В канделябрах догорали последние свечи.
А Кузькин стоял как триумфатор. Плачущая Лариса рассказала ему все, что знала. Она сидела ни краешке кровати в очень живописной позе. На ней была наброшена простыня, которая постоянно распахивалась.
Одним словом, общая мизансцена напоминала полотно «Возвращение блудной дочери».
Паша остановил разговорчивого Аркадия и предложил полюбоваться картинкой.
— У тебя, Кузькин, не допрос, а исповедь. Разговор с кающейся Ларисой. Дельную информацию добыл?
— А как же, Павел. Я здесь не только Ларискины слезки утирал. Лара сообщила, что случайно подслушала важный разговор. Злотник позвонил Майковскому и угрожал разоблачением. Сегодня днем Наум едет на встречу к депутату. И еще, в кабинете ее хозяина есть тайник зи шкафом. Ты представь, Паша, что именно там стоит чемодан Ларченко.
— Очень может быть.
* * *
Двигатель «Глории» работал тихо и ритмично.

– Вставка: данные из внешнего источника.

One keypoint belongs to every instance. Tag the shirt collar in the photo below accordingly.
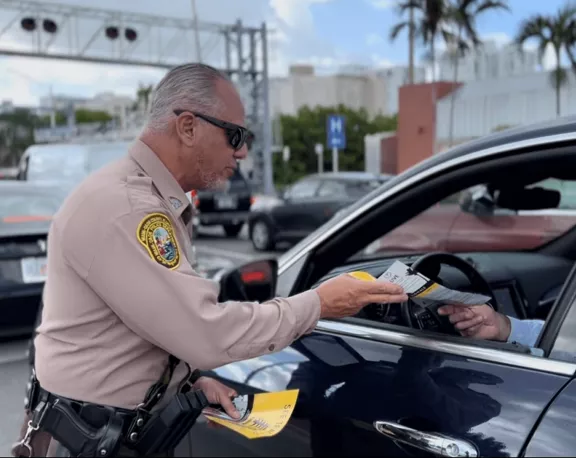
(162, 178)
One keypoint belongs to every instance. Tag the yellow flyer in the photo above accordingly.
(262, 414)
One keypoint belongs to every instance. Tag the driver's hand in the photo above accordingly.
(478, 322)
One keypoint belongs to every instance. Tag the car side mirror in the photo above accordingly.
(253, 281)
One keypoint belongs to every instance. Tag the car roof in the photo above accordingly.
(557, 126)
(25, 187)
(356, 176)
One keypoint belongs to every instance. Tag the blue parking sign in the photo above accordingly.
(336, 132)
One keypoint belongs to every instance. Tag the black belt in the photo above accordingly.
(96, 415)
(88, 429)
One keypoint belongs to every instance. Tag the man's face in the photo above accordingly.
(215, 159)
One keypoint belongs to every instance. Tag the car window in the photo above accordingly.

Надежда могла, конечно, вырулить на пляж какого-нибудь санатория. Но как бы она тащилась по территории с чемоданом?
Впереди, на другом берегу, была видна цепочка фонарей, белые рубки катеров и высокие мачты яхт. Пристань была огромная, и Патрикеева рискнула. В час ночи можно незаметно причалить с краю и выйти на шоссе. Там девушка с чемоданом не вызовет большого подозрения.
Справа от пристани находился домик, в котором еще горел свет. Возможно, это сторожка смотрителя причала, и он следит за каждым, кто пристает на его территории.
Надя держалась по центру водохранилища. Если сторож смотрит из окна, он должен думать, что яхта плывет вдоль и не собирается швартоваться.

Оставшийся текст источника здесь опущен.